She stands and clears her throat, smoothing her shirt against her belly. “I’d like to read it eventually, her journal, I’m just not ready right now. Not to mention her handwriting.” She takes a step toward me. “Kippy, it’s not just about the eulogy. I need you to do me a favor.”

“Anything.” My heart is pounding. I get up off the floor.

“I need you to censor it for me.” She licks her lips, which are so dry I can hear her tongue slide across them, and takes another step toward me. “I thought maybe you could make it so that when I’m ready, none of it will . . . offend me.” She grabs me by the elbows so that my arms are stuck at my sides.

“Mrs. Fried?” I can feel her cold, bony fingers through the fabric of my T-shirt. Her breath smells like fish.

She stares at me with those bloodshot eyes, glancing around nervously like Dom might walk in—and then leans into my hair and whispers, “I need you to redact the sex parts.”

I open the cover of the journal—just some regular composition notebook—and feel the closest thing to a thrill since Ruth said yes to sleeping over last Friday. It’s kind of exciting to read your best friend’s secrets. I mean, hopefully you know all of them already, but it’s still kind of cool to think, “Ooh, what sort of nice things did she think about me that maybe felt too romantic to say out loud?”

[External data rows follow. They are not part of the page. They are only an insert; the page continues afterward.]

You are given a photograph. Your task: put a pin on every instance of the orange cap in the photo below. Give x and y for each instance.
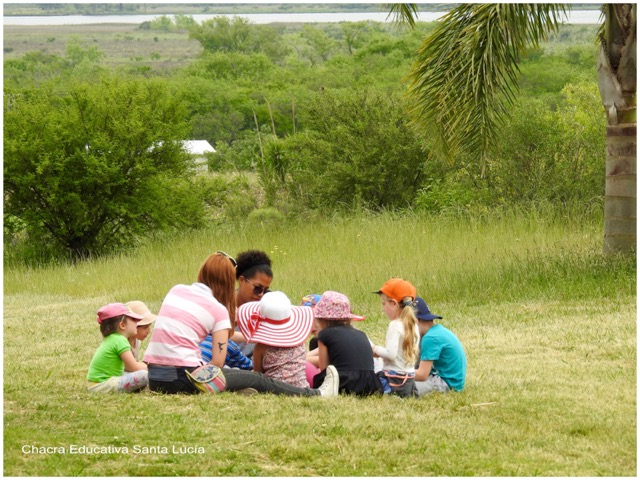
(398, 289)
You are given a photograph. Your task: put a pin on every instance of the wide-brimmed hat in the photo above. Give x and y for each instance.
(274, 321)
(423, 312)
(334, 306)
(398, 289)
(115, 310)
(141, 309)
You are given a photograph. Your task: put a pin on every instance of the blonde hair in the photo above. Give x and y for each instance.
(409, 322)
(219, 274)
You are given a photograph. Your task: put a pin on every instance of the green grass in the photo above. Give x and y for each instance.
(549, 326)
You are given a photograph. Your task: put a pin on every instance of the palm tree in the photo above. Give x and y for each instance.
(465, 78)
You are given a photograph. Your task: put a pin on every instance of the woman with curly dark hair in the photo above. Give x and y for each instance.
(254, 276)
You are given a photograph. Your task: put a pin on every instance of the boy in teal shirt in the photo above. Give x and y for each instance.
(443, 362)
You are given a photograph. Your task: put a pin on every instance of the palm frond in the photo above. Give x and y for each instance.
(465, 76)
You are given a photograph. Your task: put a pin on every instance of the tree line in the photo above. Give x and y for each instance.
(305, 118)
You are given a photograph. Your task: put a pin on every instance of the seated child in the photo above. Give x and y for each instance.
(344, 347)
(401, 347)
(143, 328)
(443, 362)
(279, 331)
(311, 369)
(113, 357)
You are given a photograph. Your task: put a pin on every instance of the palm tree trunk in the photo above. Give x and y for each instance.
(620, 189)
(617, 83)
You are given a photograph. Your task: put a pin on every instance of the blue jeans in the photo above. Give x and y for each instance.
(167, 379)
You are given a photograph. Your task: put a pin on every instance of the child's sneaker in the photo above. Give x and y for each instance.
(329, 387)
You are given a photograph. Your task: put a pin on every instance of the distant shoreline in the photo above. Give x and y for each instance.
(573, 17)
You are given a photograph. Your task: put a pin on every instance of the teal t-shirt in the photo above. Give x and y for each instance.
(106, 362)
(441, 346)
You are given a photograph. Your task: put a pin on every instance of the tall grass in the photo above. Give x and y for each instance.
(548, 323)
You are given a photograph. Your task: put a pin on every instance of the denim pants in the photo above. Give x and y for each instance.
(127, 383)
(432, 384)
(167, 379)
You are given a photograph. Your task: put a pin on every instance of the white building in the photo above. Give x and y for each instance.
(199, 149)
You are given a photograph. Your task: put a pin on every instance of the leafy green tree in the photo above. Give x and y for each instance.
(89, 168)
(464, 80)
(349, 155)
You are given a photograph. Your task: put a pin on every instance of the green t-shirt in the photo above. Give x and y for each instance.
(106, 362)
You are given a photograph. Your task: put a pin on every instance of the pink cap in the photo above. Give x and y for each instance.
(115, 310)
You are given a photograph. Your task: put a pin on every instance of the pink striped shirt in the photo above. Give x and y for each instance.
(187, 315)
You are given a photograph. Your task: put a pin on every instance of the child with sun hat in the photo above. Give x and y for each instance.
(344, 347)
(279, 331)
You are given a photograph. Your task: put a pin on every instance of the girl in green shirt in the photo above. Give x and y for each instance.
(107, 369)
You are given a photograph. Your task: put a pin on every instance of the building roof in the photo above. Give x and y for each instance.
(197, 147)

Except then I remember Ruth’s handwriting, which is indescribably terrible. There are no spaces, for starters, and the penmanship looks like letters written on top of other letters—like graffiti that’s been scrawled over existing graffiti, so you can’t tell what either thing said.

I flip through, looking for my name, and am able to recognize a few Ks. It takes me about ten minutes a sentence—just to recognize each letter and then retranscribe it onto a separate sheet of paper, so I can read it—and this is what I end up with.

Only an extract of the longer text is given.